Tuesday, August 18, 2020

The Final Solution: Collapse



Into Thin Air was Jon Krakauer’s recounting of l997 Everest Disaster. Sebastian Junger’s The Perfect Storm, later made into film, is another example of the genre dealing with a series of untoward events occurring at the same time. Then there is Jared Diamond's bestselling survey of fallen civilizations, Collapse. What all these works have in common is a dire forecast based upon a number of co-morbidities. The recent ammonium nitrate explosion in Beirut which has displaced upwards of 300,000 people, and whose cause is not terrorism, but simple carelessness, is an example of how one tragedy can beget another. The Lebanese economy, already dangerously out of control. set the stage for an unprecedented ecological disaster in a country already torn apart by a history of religious strife. Once known as the Switzerland of the Middle East, Lebanon was in its heyday a banking center, famed for its cosmopolitan society, where French culture and language were part of the affluent life enjoyed by the elite. Parenthetically Lebanon also enjoyed the reputation of being the Sodom in the otherwise sacred landscape of the Middle East, while also being a stronghold of Hezbollah.

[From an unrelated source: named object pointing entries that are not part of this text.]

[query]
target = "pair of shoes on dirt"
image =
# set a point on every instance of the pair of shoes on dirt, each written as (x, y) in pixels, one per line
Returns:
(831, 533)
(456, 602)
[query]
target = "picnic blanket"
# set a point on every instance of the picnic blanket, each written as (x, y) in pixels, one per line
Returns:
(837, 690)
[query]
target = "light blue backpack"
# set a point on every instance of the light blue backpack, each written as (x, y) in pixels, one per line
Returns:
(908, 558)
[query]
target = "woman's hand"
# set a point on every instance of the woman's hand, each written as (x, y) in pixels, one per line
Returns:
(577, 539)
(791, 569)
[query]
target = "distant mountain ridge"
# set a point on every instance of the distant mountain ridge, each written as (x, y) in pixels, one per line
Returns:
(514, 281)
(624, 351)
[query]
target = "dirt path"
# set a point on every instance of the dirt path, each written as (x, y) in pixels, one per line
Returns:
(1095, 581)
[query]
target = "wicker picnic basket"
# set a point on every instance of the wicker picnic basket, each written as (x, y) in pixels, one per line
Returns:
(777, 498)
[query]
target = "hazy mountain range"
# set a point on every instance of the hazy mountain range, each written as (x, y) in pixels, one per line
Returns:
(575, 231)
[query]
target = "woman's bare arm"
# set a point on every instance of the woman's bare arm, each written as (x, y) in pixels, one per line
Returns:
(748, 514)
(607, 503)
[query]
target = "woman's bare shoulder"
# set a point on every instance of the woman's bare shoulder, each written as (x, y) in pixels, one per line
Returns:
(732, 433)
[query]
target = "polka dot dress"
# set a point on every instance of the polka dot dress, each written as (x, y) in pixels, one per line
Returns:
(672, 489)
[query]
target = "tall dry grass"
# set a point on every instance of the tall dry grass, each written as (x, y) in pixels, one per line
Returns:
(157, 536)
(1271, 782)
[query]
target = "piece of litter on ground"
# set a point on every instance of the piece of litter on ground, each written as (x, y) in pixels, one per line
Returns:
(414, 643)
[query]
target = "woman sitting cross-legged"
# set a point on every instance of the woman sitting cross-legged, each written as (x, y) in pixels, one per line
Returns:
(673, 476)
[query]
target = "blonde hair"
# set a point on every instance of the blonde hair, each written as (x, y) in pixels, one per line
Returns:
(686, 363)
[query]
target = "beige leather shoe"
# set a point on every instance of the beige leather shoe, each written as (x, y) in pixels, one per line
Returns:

The United States is the richest and most powerful country in the world, but its citizens are banned from travel to EU countries partly by virtue of the failure to produce adequate testing facilities (in England test results are rendered in 90 minutes) that would control the continual spiking of outbreaks. The Roman Empire collapsed in 1000 years. Will the US celebrate it’s 300th anniversary?